Do vazio ou esticar a corda até ao fim.
Demorei horas a vestir-me, quando escolhi, escolhi uma saia leve e branca com um top de cores veraneantes e alegres e fui novamente à luta. Novamente sentei-me à frente de pessoas que não conheço de lado nenhum e que querem saber tudo sobre a minha vida (poucos fazem perguntas pessoais, de qualquer forma, são sempre relacionadas comigo e indirectamente acabam por saber mais do que gostaria de contar).
De um bar no Cais de Sodré ao escritório claro e agressivo da Av. 5 de Outubro, locais diferentes, habitados por gente tão diversa, as perguntas são sempre as mesmas; a minha motivação, a minha experiência, as minhas ambições a curto e médio prazo, o que gosto de fazer(?)...Nesta pergunta não consegui responder de forma totalmente sincera nas duas conversinhas. Já não sei responder, o querem que vos diga!
Gosto de não fazer nada disto, de procurar empregos que não me satisfazem, sim, gostaria de escrever todos os dias, gostaria de ter um emprego num jornal ou numa rádio, queria ser jornalista, mas lamento, não me lembro disso, especialmente quando estou na 500ª entrevista e me sinto sugada até ao tutano pela vossa curiosidade vampiresca, porque me esqueci de sonhar nestes meses largos que andei à procura de um caminho menos doloroso, um caminho onde o sol brilha mais e ganha às nuvens negras que se abatem sobre todos nós.

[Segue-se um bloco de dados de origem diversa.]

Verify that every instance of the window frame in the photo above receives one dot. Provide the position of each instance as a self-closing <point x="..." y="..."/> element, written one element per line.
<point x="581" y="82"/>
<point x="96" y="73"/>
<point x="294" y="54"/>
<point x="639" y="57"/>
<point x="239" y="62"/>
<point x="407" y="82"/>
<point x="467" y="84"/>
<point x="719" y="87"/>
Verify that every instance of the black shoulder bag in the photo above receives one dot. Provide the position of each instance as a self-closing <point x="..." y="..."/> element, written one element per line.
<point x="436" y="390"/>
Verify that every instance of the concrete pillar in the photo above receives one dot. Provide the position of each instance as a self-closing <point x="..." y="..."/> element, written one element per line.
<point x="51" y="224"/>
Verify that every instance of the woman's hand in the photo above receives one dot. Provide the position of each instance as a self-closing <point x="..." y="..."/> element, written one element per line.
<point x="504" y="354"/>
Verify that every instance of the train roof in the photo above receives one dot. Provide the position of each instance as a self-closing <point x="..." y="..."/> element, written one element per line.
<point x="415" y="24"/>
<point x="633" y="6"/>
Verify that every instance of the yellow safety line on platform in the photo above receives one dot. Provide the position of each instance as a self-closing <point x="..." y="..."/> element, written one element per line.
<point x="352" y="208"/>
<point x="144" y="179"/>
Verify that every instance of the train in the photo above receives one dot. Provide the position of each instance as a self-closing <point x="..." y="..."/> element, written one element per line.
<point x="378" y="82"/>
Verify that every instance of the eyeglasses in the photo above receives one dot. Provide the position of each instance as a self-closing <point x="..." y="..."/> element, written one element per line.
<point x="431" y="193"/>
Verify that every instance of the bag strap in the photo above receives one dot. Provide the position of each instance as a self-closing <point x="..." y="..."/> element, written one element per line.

Sou eu que precisam, sou eu que vou marcar a diferença, sou eu que vou ser a funcionária ideal, blá, blá, blá! Rigorosa e dedicada, polivalente, flexível e motivada...para trabalhar até às quinhentas por tostão furado, motivada e polivalente para vos ver a encherem-se de dinheiro e mesmo assim serem uns tristes e desgraçados viciados no trabalho, flexível para poder aturar de cara alegre o mau humor e problemas emocionais de chefes menos simpáticos. Sim...pode ser, senão como vou ganhar o que me permite viver e esquecer que 5 dias por semana vos tenho que aturar!
As entrevistas, os processos de selecção, as perguntas, os currículos, o falso interesse, as salas impessoais, as empresas, as associações, as lojas, os callcenters, os quiosques, as publicações, as promessas de vida melhor e desafogada...tudo isto já me cansa!!
Porém, sabendo eu disto tudo, do que me faz sofrer as quinhentas portas que se me fecharam, as experiências menos boas, as noites mal dormidas e de agitação, as insónias e as horas excessivas de trabalho precário e pouco satisfatório e depois de ter no meu cérebro um mapa exacto de como é o mercado de trabalho e do que normalmente têm para me oferecer, não desisto.
E este impulso é tão incontrolável que todos os dias tenho a mesma rotina, verifico as páginas de emprego, envio currículos, respondo a emails, faço pesquisas e quando atendo os telefonemas, depois de ter enviado radiografias completas da minha vontade e força de ser mais do que sou, acredito como se fosse a primeira vez, de que é desta que irei começar, é desta que deixo os trabalhos mal pagos e inúteis que em nada me estimulam, acredito que vou conseguir um dia fazer alguma coisa que me torne mais realizada.
E quando saio de lá, daqueles enormes edifícios de escritórios, de salas refrescadas pelo ar condicionado e das pessoas com ar sisudo e distante como se esse fosse sinónimo de competência, a sensação é sempre a mesma. A de vazio, brutal, abismal, o nada ecoa dentro do meu peito, de tal forma é forte que não me deixa respirar.
E se amanhã me telefonarem para outra entrevista, se me solicitarem a exposição novamente...eu vou e acredito que um dia será o meu. Talvez esta força seja fé, talvez seja instinto de sobrevivência, mas acreditasse eu nesta força sobrehumana que me faz caminhar pela cidade de entrevista em entrevista, em todas as situações da minha vida e tudo seria bem melhor.
Acreditasse eu todos os dias que o Mundo pertençe aos que tentam, os que têm força e não a deixasse fugir quando me exponho e talvez não me sentisse tão vazia de ambições e sonhos. Sempre com uma fatiota leve e fresca.